Demikian dalam buku berjudul, Inleiding in het Maleisch, Zooals dat in Indiee Dagelijks Wordt Gesproken (1900) memberikan keterangan sbb:

“plunderen (rooven): rampas, iemand plunderen, berooven, hem zijn goed ontrooven, merampas barang orang; hij is door ketjoes van al zijn geld beroofd, oeangnja semoea dirampas ketjoe”

(menjarah (merampok): rampas, tindakan merampas, merampok seseorang, merampas hartanya, merampas barang orang; dia telah dirampok semua uangnya oleh para ketjoe, uangnja semoea dirampas ketjoe)

Jadi Ketjoe adalah istilah khas untuk tindakan kriminal di era kolonial yang bermakna pencurian. Ini dibedakan dengan tindakan pencurian biasa karena disertai tindakan kekerasan.

Menurut laporan surat kabar Het Nieuws van den dag Voor Nederlandsch-Indie (18 November 1922) bahwa aksi penangkapan yang mengejutkan ini dikarenakan kepala kecu (perampok) adalah sang kepala desa itu sendiri. Yang lebih mengejutkan lagi adalah menurut organisasi Boedi Oetomo bahwasanya sang kepala desa pernah mendapatkan sejumlah penghargaan karena “pengabdian dan perilaku baiknya (langdurigen dienst en goede trouw).

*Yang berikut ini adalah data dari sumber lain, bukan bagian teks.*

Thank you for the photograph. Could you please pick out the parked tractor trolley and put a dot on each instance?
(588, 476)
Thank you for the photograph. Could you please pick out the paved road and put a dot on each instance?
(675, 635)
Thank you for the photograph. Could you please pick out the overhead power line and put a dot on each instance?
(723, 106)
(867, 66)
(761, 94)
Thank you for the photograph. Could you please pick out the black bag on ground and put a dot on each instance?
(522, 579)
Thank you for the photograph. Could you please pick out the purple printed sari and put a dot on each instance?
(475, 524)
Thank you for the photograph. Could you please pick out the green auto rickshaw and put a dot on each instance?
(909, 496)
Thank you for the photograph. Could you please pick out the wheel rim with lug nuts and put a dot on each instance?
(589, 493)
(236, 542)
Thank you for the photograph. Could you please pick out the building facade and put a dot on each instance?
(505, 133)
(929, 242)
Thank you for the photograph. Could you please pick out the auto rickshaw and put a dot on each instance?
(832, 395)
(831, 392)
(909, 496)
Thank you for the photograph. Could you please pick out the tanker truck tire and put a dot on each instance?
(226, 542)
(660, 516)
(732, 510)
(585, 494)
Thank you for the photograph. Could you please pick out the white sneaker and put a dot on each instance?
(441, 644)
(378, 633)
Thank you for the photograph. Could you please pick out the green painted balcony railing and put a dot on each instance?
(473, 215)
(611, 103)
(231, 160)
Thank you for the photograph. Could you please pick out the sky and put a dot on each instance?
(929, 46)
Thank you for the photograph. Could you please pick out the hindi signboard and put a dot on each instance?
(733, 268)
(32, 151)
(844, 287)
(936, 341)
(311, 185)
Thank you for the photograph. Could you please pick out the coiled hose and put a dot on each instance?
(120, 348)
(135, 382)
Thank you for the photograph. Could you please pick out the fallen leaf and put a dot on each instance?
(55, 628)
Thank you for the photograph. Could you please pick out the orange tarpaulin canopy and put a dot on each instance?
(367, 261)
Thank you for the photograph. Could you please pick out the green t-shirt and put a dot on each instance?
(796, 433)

Cukup mengherankan berita ini. Bagaimana mungkin seorang terpandang secara sosial bahkan sempat mendapatkan medali penghargaan justru terlibat tindakan kriminal bahkan menjadi pimpinan tindakan kriminal yang disebut kecu. Itulah sebabnya surat kabar ini menutup dengan sebuah pertanyaan retoris, “Siapa tersenyum di sana?” (Wie lacht daar?)